The fact that the situation is worse in the US clearly shows the impact of official sources being honest about vaping. People do generally trust official sources, and so what they say really matters. If you’re in public health, you can make a difference.
But this can’t change the conclusion that the main portion of the blame falls onto the media. Even in the much more positive environment in the UK, perceptions of risk have been moving in the wrong direction and the number correctly identifying vaping as safer than smoking is still too low. But if you don’t actively search for information on vaping (which it seems most people don’t), all you’re left with are what the media says and what you pick up from word-of-mouth, which ultimately probably comes from the media again.
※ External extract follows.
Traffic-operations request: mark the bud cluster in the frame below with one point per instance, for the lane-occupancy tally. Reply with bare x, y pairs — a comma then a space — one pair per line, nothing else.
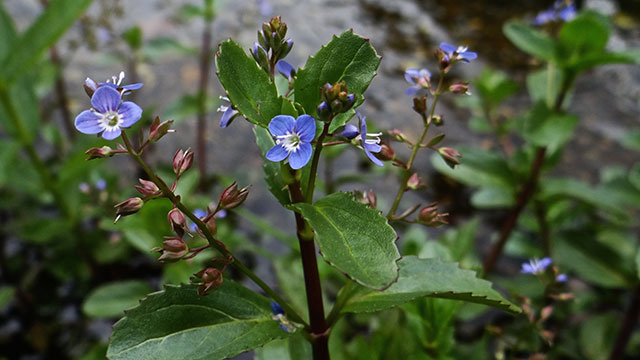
271, 45
336, 99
So journalists, vying for clicks in an increasingly-competitive environment, might feel justified in latching onto a study and playing up the scariest angle for clicks, but the truth is that they are discouraging people from making a positive decision for their own health. In the US, this compounds with misleading information from official sources to create what can only be described as a deplorable and downright embarrassing misunderstanding among the public.
This is an important study with serious implications for public health. Vaping poses only a small fraction of risks of smoking, but over the past few years, we have seen a barrage of misinformation about e-cigarettes that has been persuading smokers that vaping is dangerous and that they should stick to smoking. Some ‘fake news’ are of little importance, but this study shows that fake news on dangers of e-cigarettes did penetrate the public consciousness and are likely to be harming public health. Health organisations and responsible media now face an urgent task to correct this misinformation.